# Long Short-term Cognitive Networks

In [1]:
import numpy as np
import pandas as pd

import os, sys, random, time
from sklearn.linear_model import Ridge
from sklearn.metrics import mean_absolute_error
from sklearn.model_selection import GridSearchCV
from sklearn.model_selection import TimeSeriesSplit
from sklearn.metrics import make_scorer
from sklearn.base import MultiOutputMixin, BaseEstimator

from hampel import hampel

import lstcn
from lstcn.LSTCN import LSTCN
from lstcn.STCN import STCN

import warnings
warnings.filterwarnings('ignore')
warnings.simplefilter('ignore')

In [2]:
def reset_random_seeds():
    os.environ['PYTHONHASHSEED']=str(42)
    np.random.seed(42)
    random.seed(42)

# Preparing the data

In [3]:
def load_data(source, n_steps, split=0.8):

    """ Prepare the time series for learning.

    Parameters
    ----------
    source  :   {string} path to the CSV (variables must appear by column)
    n_steps :   {int} Number of steps-ahead to be forecast.
    split   :   {float} Proportion of data used for training.
    Returns
    ----------
    X_train, Y_train, X_test, Y_test, n_features

    """

    df = pd.read_csv(source, na_values='?')
    n_features = len(df.columns)

    for col in df.columns: 

        # imputing missing values using kNN
        df[col].interpolate(method='nearest', inplace=True)
        df[col] = df[col].astype('float64')

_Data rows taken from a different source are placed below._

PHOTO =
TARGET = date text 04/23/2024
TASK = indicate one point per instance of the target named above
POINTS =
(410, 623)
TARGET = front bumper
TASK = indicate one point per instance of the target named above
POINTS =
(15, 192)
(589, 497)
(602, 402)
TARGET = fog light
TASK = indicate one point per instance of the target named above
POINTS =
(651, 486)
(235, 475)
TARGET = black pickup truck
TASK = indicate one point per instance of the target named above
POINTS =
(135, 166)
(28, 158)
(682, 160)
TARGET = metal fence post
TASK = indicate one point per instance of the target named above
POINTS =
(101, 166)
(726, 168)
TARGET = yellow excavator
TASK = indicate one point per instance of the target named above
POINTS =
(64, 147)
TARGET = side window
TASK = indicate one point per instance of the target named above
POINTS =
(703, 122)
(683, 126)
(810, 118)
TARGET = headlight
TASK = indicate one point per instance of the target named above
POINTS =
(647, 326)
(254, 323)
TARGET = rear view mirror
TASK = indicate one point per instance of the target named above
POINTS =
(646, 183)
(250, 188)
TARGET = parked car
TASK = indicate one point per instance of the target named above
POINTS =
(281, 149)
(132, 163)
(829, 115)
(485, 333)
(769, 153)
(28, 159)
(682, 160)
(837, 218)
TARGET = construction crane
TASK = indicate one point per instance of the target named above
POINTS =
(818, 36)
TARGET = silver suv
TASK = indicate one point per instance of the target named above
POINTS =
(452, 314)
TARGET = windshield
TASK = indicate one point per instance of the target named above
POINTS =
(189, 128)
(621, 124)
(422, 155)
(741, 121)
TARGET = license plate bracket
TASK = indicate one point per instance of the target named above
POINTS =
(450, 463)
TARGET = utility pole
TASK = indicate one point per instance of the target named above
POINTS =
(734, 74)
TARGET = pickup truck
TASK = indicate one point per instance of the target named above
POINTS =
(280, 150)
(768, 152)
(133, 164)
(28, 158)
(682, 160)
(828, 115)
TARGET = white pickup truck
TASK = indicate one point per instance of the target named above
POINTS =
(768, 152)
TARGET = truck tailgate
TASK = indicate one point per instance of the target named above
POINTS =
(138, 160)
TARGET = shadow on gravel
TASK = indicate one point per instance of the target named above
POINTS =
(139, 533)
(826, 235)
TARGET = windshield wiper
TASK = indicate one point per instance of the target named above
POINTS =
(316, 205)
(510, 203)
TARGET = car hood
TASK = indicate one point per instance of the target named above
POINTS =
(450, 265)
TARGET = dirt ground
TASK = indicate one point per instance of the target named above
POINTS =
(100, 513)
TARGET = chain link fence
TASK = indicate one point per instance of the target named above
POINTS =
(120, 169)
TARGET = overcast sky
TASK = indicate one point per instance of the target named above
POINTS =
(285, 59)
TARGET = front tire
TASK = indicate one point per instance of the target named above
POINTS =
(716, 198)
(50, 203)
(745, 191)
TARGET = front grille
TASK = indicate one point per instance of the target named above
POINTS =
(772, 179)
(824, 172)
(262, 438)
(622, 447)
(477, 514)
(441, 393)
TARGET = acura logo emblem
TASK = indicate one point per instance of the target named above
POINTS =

        # removing outliers to obtain more realistic errors
        df[col] = hampel(df[col], window_size=5, n=3, imputation=True)

        # normalize dataset to facilitate error analysis
        df[col] = (df[col] - df[col].min()) / (df[col].max() - df[col].min())

    data = df.to_numpy()
    # splitting the data to create the datasets
    data_train = data[:(int(split * data.shape[0])) + n_steps,:]
    data_test = data[-int((1-split) * data.shape[0]):,:]

    # creating X_train, Y_train, X_test, Y_test
    X_train, Y_train = create_dataset(data_train, n_features, n_steps)
    X_test, Y_test = create_dataset(data_test, n_features, n_steps)

    return data_train, X_train, Y_train, X_test, Y_test, n_features

def create_dataset(data, n_features, n_steps):
    
    """ Create X and Y from a portion of the time series.

    Parameters
    ----------
    data         :   {array-like} Portion of the time series.
    n_features   :   {int} Number of features in the time series. 
    n_steps      :   {int} Number of steps-ahead to be forecast.
    Returns
    ----------
    X_train, Y_train or X_test, Y_test

    """

    X_data = []
    Y_data = []

    for index in range(0, data.shape[0]-(2*n_steps-1)):

        # the moving windows is set to one
        X_data.append(data[index:(index + n_steps),:])
        Y_data.append(data[(index + n_steps):(index + 2*n_steps),:])

    # reshape data into 2D-NumPy arrays
    X = np.reshape(np.array(X_data), (len(X_data), n_steps*n_features))
    Y = np.reshape(np.array(Y_data), (len(Y_data), n_steps*n_features))

    return X, Y

# Performing grid-search

In [4]:
folder = 'data'
with open("output.csv", "w") as output:

    # printing the header of the output file
    output.write('dataset,train,test,step,time\n')
    n_datasets = len(os.listdir(folder))

    for dataset in os.listdir(folder):

        for n_steps in range(1,6):

            data, X_train, Y_train, X_test, Y_test, n_features = load_data(
                folder + os.sep + dataset, n_steps)

            param_search = {
                'alpha': [1.0E-4, 1.0E-2, 1.0, 1.0E+2, 1.0E+4],
                'n_blocks' : range(1,11)
            }

            reset_random_seeds()
            tscv = TimeSeriesSplit(n_splits=5)
            model = LSTCN(n_features, n_steps)

            start = time.time()
            scorer = make_scorer(model.score, greater_is_better=False)
            gsearch = GridSearchCV(estimator=model, cv=tscv, param_grid=param_search, refit=True,
                                   n_jobs=-1, error_score='raise', scoring=scorer)

            gsearch.fit(X_train, Y_train)
            best_model = gsearch.best_estimator_
            end = time.time()

            train_error = round(best_model.score(best_model.predict(X_train), Y_train),4)
            test_error = round(best_model.score(best_model.predict(X_test), Y_test),4)

            output.write(dataset + ',' + str(train_error) + ',' + str(test_error) + ',')
            output.write(str(n_steps) + ',' + str(end-start) + '\n')
            output.flush()

output.close()